There are around 60 alleged Deserted Medieval Villages (DMV's) in the county of Nottinghamshire. A few of these fall within the area of Sherwood with many more in other areas of the shire.
Most people assume that deserted villages were the result of the Black death in the late 1340's. However this doesn't appear to be the case for those that we have records of. Some were the victims of poor farming land, some just moved location by a few hundred metres to existing village locations. Some were the result of monastic clearance.
Rufford Abbey undercroft and the remains of the later mansion that was destroyed by fire in the 1950's
The village of Grimston lay between the village of Wellow and the hamlet of Ompton on the modern A616 road a couple of miles east of Rufford Abbey. Local legend has it that it was swallowed into the earth by an earthquake. The less romantic truth it was one of the villages that was removed by the monks of Ruffed so they could acquire the farming land surrounding it. This happened in the years after the abbey was founded around 1146. Grimston was not alone, the villages of Inkersall, Beesthorpe and Cratley suffered the same fate - even the village of Rufford itself disappeared. The villagers were moved to the new settlement at Wellow where they continue farming the land to this day.

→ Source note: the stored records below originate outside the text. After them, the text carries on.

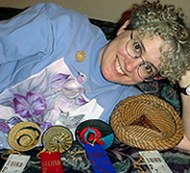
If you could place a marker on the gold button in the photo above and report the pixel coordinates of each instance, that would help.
(80, 56)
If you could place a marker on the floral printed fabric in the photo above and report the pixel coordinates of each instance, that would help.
(52, 97)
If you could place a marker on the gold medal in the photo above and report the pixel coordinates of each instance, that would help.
(80, 56)
(57, 139)
(24, 136)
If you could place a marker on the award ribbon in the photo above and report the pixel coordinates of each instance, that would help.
(95, 136)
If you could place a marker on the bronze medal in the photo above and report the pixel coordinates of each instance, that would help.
(24, 136)
(57, 139)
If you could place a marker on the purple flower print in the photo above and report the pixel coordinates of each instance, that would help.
(29, 105)
(59, 80)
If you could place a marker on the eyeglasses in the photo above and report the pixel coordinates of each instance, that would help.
(145, 70)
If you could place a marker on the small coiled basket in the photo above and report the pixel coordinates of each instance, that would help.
(146, 122)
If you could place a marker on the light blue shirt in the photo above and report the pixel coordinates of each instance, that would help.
(46, 32)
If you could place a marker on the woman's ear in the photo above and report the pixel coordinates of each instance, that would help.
(123, 27)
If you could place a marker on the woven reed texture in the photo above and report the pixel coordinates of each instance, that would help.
(146, 122)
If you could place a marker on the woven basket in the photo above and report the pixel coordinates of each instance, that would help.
(146, 122)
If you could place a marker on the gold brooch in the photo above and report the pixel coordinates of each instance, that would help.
(57, 139)
(80, 56)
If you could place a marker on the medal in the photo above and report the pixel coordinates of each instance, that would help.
(24, 136)
(57, 139)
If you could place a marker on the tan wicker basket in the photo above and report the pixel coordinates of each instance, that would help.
(146, 122)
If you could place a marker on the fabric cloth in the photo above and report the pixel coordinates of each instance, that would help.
(37, 38)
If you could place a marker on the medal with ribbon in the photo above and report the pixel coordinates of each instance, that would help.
(96, 136)
(56, 140)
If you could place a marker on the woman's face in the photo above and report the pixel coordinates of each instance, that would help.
(117, 64)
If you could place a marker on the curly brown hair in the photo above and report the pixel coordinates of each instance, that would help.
(168, 22)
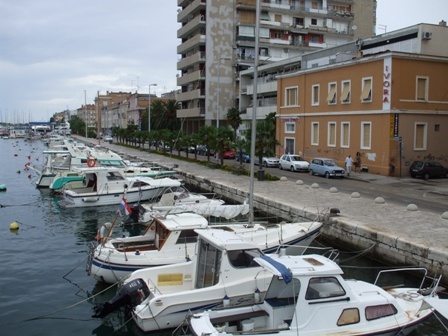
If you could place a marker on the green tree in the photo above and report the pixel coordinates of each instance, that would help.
(234, 118)
(207, 134)
(224, 141)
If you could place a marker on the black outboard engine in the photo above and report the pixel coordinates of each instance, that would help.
(130, 295)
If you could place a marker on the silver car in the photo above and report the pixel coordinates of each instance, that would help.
(293, 163)
(326, 167)
(268, 161)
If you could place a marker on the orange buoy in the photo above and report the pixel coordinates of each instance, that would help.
(91, 162)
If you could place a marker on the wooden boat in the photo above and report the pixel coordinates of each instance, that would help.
(308, 296)
(108, 185)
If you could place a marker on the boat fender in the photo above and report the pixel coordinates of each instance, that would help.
(130, 295)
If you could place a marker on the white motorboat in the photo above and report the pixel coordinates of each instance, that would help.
(171, 239)
(62, 159)
(108, 185)
(309, 297)
(178, 200)
(160, 297)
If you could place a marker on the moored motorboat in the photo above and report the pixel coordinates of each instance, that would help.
(308, 296)
(107, 186)
(172, 239)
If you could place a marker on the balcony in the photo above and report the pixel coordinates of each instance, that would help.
(190, 95)
(196, 23)
(191, 60)
(194, 112)
(191, 43)
(192, 8)
(191, 77)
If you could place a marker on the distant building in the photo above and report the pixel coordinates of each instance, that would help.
(218, 38)
(388, 101)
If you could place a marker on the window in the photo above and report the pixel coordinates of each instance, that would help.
(291, 96)
(331, 98)
(345, 93)
(290, 127)
(422, 89)
(315, 95)
(331, 134)
(420, 134)
(366, 135)
(289, 145)
(324, 288)
(379, 311)
(349, 316)
(315, 134)
(345, 134)
(243, 258)
(366, 94)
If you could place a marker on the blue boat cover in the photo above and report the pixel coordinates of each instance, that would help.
(282, 269)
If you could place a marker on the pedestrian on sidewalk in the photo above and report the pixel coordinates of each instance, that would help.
(358, 164)
(348, 164)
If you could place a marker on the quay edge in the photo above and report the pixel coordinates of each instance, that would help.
(339, 230)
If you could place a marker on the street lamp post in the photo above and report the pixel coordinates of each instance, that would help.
(218, 105)
(85, 110)
(149, 107)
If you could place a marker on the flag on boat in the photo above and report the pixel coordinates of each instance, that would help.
(124, 207)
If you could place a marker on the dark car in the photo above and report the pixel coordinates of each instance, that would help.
(428, 169)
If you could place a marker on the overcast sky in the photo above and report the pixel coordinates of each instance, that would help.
(52, 51)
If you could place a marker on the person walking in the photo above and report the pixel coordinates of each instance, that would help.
(348, 164)
(358, 161)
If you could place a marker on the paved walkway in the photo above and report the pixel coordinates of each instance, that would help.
(423, 233)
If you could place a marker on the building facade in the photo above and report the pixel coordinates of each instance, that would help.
(389, 105)
(218, 42)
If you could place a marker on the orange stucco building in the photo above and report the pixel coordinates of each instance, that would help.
(390, 106)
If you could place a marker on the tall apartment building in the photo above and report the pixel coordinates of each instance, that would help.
(218, 42)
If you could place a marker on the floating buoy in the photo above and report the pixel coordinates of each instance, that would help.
(14, 225)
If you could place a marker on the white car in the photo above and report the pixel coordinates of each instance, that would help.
(294, 163)
(271, 161)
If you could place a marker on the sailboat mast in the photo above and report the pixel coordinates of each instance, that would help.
(254, 113)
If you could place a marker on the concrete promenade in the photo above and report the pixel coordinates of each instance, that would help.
(398, 235)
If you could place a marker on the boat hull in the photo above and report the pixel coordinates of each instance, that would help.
(73, 200)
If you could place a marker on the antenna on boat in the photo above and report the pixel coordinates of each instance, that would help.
(254, 115)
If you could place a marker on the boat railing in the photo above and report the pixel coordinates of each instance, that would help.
(429, 285)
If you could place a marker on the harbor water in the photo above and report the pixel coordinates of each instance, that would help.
(44, 287)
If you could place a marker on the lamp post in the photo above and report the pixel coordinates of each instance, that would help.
(218, 106)
(85, 110)
(149, 107)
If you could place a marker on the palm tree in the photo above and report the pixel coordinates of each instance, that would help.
(234, 118)
(224, 141)
(208, 135)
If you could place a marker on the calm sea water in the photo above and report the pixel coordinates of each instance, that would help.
(44, 288)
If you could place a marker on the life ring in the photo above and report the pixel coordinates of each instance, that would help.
(91, 163)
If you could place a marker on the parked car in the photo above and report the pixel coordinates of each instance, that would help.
(326, 167)
(243, 157)
(203, 150)
(229, 154)
(428, 169)
(293, 163)
(267, 161)
(108, 138)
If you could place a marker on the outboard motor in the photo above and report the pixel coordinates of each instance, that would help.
(130, 295)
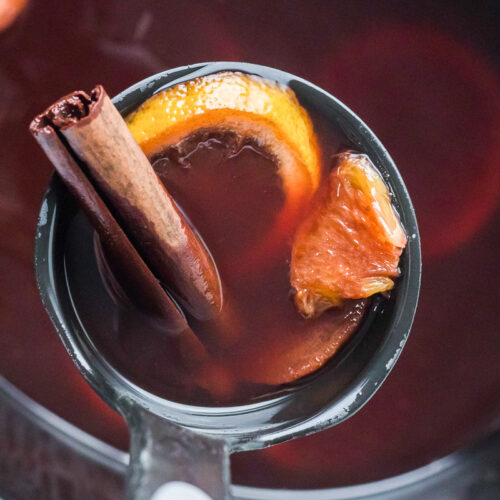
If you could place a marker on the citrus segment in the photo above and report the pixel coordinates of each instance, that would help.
(255, 109)
(349, 246)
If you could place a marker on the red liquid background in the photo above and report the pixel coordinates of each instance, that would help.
(423, 79)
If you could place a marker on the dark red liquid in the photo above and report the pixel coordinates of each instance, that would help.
(232, 193)
(424, 79)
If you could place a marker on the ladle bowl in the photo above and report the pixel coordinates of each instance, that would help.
(174, 441)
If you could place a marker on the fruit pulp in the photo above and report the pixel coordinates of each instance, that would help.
(435, 123)
(231, 191)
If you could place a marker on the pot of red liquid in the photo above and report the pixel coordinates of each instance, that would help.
(258, 406)
(373, 445)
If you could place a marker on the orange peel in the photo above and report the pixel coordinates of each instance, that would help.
(350, 244)
(265, 111)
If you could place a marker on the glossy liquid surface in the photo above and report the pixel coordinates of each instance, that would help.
(436, 115)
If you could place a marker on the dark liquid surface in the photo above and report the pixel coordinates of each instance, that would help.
(435, 114)
(231, 191)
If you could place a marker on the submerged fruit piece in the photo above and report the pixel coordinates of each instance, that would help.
(301, 351)
(251, 106)
(350, 244)
(255, 110)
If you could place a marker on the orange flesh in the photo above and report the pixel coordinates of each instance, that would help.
(269, 114)
(9, 10)
(251, 107)
(350, 244)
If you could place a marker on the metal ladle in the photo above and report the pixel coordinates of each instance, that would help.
(178, 442)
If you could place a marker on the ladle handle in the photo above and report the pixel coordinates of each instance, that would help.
(161, 452)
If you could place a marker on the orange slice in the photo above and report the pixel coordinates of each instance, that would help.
(9, 11)
(350, 244)
(252, 107)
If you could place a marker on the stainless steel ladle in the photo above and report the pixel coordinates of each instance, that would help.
(178, 442)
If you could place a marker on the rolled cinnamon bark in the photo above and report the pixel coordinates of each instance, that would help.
(97, 136)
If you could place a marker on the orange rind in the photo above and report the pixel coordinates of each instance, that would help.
(252, 107)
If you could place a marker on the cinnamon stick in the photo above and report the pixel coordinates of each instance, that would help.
(92, 129)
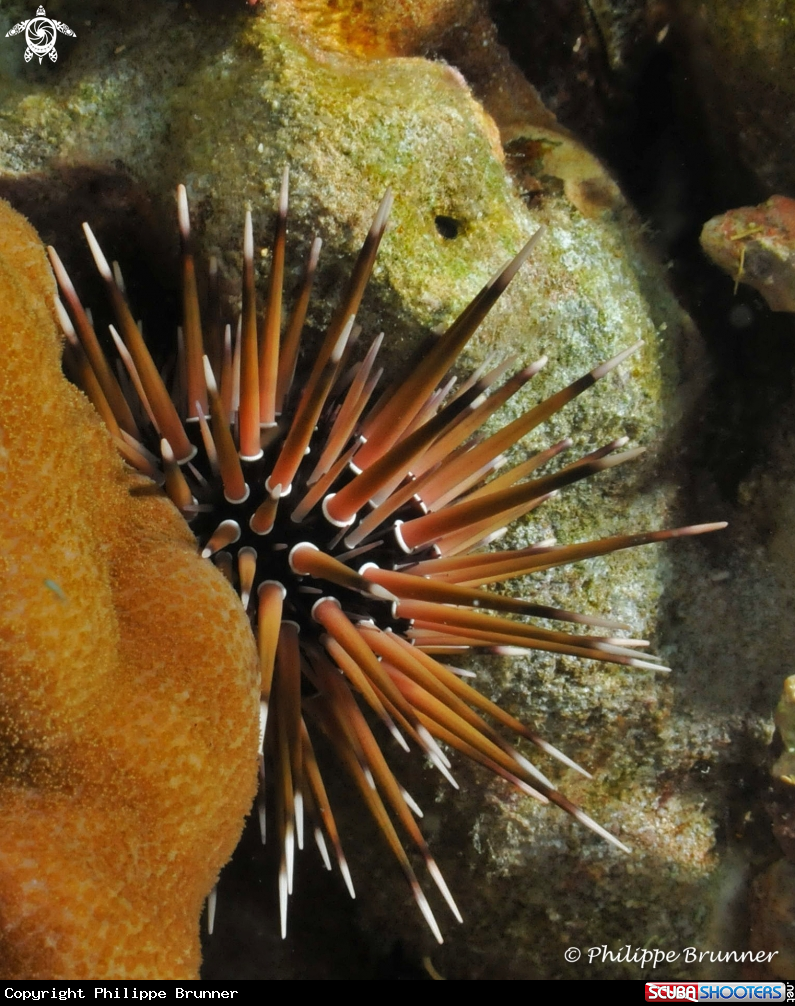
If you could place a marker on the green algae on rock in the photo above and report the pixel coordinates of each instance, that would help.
(224, 104)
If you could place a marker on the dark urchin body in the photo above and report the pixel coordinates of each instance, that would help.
(353, 524)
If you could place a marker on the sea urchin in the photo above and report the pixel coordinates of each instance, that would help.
(291, 480)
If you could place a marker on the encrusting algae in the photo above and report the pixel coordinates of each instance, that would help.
(292, 477)
(128, 722)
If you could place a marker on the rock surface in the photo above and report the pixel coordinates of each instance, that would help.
(147, 99)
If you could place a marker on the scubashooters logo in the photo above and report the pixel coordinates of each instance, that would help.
(40, 32)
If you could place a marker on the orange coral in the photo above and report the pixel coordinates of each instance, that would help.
(128, 718)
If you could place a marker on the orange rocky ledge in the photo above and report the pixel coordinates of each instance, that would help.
(128, 718)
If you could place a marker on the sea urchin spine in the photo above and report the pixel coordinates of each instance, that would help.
(288, 483)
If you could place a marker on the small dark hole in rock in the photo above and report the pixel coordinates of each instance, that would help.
(447, 226)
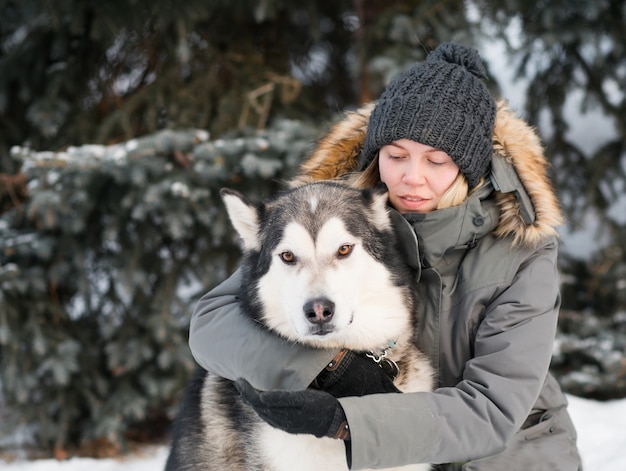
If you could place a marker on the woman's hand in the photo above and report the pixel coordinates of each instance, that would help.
(313, 412)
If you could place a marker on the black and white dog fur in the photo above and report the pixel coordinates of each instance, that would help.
(322, 266)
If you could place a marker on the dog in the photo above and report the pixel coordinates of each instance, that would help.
(322, 266)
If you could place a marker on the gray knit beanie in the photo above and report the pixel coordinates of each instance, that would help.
(443, 103)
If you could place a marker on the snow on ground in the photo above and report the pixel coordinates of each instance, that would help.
(600, 426)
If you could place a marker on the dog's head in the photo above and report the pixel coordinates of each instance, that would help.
(321, 265)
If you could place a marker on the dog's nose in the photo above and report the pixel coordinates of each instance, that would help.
(319, 310)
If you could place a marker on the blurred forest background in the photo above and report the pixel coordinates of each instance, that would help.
(120, 121)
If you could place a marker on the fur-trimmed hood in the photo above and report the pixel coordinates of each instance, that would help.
(528, 206)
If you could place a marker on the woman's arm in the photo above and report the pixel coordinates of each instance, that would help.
(225, 341)
(500, 384)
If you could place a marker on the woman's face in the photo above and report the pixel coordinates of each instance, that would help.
(416, 175)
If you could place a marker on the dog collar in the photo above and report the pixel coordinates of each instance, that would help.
(387, 364)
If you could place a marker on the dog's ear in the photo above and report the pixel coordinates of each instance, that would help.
(244, 215)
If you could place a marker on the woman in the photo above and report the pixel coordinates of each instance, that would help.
(469, 179)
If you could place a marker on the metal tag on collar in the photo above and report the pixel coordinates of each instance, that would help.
(387, 364)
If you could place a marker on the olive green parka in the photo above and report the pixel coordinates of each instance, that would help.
(487, 316)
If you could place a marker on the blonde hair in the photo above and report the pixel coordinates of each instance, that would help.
(454, 196)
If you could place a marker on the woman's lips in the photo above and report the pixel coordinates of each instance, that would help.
(412, 201)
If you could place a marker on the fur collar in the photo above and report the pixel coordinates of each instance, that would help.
(515, 143)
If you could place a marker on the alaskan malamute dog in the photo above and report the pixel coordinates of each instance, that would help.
(322, 266)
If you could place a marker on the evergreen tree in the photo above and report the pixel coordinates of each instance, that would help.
(569, 50)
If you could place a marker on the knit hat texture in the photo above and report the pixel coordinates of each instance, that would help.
(443, 103)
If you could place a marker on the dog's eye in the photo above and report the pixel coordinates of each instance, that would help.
(287, 257)
(344, 250)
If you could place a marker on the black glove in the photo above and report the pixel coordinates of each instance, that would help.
(353, 374)
(309, 411)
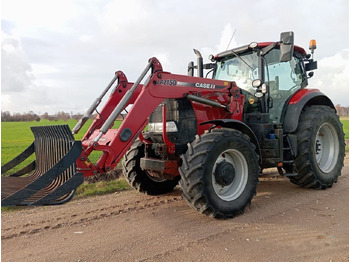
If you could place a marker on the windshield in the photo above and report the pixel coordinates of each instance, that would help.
(243, 70)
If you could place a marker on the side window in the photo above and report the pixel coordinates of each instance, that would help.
(283, 76)
(284, 79)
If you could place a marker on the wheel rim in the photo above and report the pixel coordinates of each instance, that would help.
(233, 190)
(326, 147)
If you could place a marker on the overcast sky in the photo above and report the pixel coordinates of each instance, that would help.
(59, 55)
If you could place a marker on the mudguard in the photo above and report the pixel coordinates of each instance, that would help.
(302, 98)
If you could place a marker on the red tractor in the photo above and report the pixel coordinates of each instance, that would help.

Nothing much visible remains of these DMV's as most of the land has been ploughed up over the centuries so removing any evidence of their existence. In fact, the locations of some DMV's such as Cratley is open to debate. All of these DMV's are listed in the Domesday Book, only Wellow is not.
The location of Willoughby by Walesby, the earthworks of the settlement are visible from the air
There is a DMV only 200 meters east of my own village of Walesby. This was the original Saxon settlement (although it has a Danish name) and was recorded as 'Wilgebi' in Domesday. Although the reasons for this becoming a DMV are unclear it would seem that poor conditions may have played a part. The DMV lies on a clay soil near a stream and the area would have been water-logged at various times of the year, especially in the early 1300\s when there was a mini 'ice age' when the climate was cooler and much wetter.
The village of Walesby is on slightly higher ground and on a slightly better soil which would have been drier - parts of the village have the same well-drained sandy soil that the forest lies on. It seems that the villagers of Willoughby migrated the 200 metres west across the stream for a better life. The name of Willoughby is preserved in the farm that the earthworks are adjacent to.
Just north of Walesby is the hamlet of Haughton, a few houses that sit on the road between Ollerton and Retford. Again, another DMV lies somewhere in this locality but its exact location is unclear. The present hamlet is over 400 metres west of the location of the long since demolished Haughton Hall.
The remains of Haughton Chapel, dedicated to St James
Another 400 or more metres to the east of the Hall are the remains of Haughton Chapel. This was the church for the original village of Haughton so it must have been somewhere nearby - the current hamlet is over half a mile west along the banks of the River Maun. The chapel became attached to the mansion house until it was demolished in the 1770's, the chapel was already in a ruinous state by then. The reasons for Haughton becoming deserted are also unclear but may have been related to when the original mansion was built in the early 1400's.
The majority of the larger DMV's appear to have been abandoned in the 1500's and 1600's. This was mainly due to the landowners of the area enclosing the land for their own use and agriculture. Around 400 villages and towns in Nottinghamshire were mentioned in Domesday, most of these still exist today.